Retalho. Quase metade das vendas já são feitas com descontos

As vendas com promoções atingiram 41,9% no terceiro trimestre de 2015. Empresas estão a vender mais mas à custa de esmagar as margens de lucro dos fornecedores

Uma família de quatro pessoas que compra praticamente tudo em promoção pode chegar a poupar 200 euros mensais. O cálculo é da página Oportunidades, Descontos e Promoções, criada em 2012, que reúne os folhetos de promoção dos principais hiper e supermercados nacionais e que conta com mais de 13 700 seguidores só no Facebook.

Ainda que na maioria das famílias o valor da poupança possa ser menor, a realidade é que as promoções têm "impulsionado o consumo e vão continuar a existir porque o consumidor assim o exige". Esta é a convicção de Ana Isabel Trigo de Morais, diretora-geral da Associação Portuguesa de Empresas de Distribuição (APED).

Só no terceiro trimestre de 2015 foram realizadas 41,9,% das vendas com promoções, contra apenas 41% nos três meses anteriores, refere a Nielsen, que analisa as vendas dos hiper e supermercados e nas lojas tradicionais, para consumo no lar, na restauração ou hotelaria.

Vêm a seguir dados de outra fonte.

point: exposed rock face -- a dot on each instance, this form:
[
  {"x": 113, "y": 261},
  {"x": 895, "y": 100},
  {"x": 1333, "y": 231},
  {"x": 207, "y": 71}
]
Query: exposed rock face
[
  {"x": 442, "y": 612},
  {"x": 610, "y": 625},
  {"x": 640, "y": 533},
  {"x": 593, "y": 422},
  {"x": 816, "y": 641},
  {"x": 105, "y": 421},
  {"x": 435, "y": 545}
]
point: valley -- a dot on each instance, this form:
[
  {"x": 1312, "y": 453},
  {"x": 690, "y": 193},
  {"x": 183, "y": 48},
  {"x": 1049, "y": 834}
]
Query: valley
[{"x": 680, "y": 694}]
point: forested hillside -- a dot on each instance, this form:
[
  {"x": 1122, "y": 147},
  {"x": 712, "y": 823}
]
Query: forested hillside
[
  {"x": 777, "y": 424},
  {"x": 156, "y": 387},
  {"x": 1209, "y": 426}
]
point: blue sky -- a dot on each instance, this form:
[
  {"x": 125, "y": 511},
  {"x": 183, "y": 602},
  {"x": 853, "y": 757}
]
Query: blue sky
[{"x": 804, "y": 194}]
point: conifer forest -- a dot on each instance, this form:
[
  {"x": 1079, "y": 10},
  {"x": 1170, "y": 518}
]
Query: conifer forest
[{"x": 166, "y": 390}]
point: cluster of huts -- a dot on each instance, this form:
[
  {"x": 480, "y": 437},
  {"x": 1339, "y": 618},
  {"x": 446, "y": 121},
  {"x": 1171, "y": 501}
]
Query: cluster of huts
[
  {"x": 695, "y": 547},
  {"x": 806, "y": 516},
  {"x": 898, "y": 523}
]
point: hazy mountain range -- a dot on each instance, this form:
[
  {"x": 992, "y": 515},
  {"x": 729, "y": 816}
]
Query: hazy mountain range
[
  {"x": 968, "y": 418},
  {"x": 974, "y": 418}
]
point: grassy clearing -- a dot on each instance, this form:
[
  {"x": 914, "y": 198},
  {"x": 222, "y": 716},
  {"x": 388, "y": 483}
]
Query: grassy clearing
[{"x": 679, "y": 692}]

A esmagadora maioria das famílias portuguesas (99%) fizeram, pelo menos, uma compra em promoção entre janeiro e outubro de 2015, confirma a Kantar. E mais de 64% dos cabazes de compras incluem pelo menos um produto em promoção. Para isso muito contribuiu o aumento de 31,9% no número de produtos com desconto em folheto entre julho e setembro de 2015, de acordo com dados da Marktest. O desconto médio concedido para o conjunto de produtos em promoção atingiu os 34%.

"Há sobretudo um peso maior dos descontos nos hábitos das famílias portuguesas", explica Paulo Caldeira, diretor da Kantar, frisando que "há também, por isso, uma influência maior dos descontos no orçamento familiar". Na prática, "as famílias aproveitam as promoções para o que precisam, otimizando as compras sem necessariamente comprar mais em resultado das promoções".

Os números não enganam. Numa análise aos fast-moving consumer goods (FMCG ) sem frescos, em que se retira o valor das promoções, a Kantar conclui que o valor real do mercado está a cair globalmente (-2,6%) até outubro. E se analisarmos os efeitos das promoções para um conjunto de 154 marcas FMCG, a Kantar conclui que apenas 50% conseguem crescer em volume. O que aconteceu é que "a venda incremental (gerada pela promoção adicional às vendas) deixou de existir e começou-se a "comer" a venda-base, estivéssemos ou não em promoção", explica Pedro Pimentel, diretor-geral da Associação Portuguesa de Empresas de Produtos de Marca (Centromarca). "Promoções sempre houve e não vão deixar de existir", sobretudo em altura de crise. O que "não é normal é a promoção funcionar como forma de não perder o consumidor, de manter a fidelização", diz.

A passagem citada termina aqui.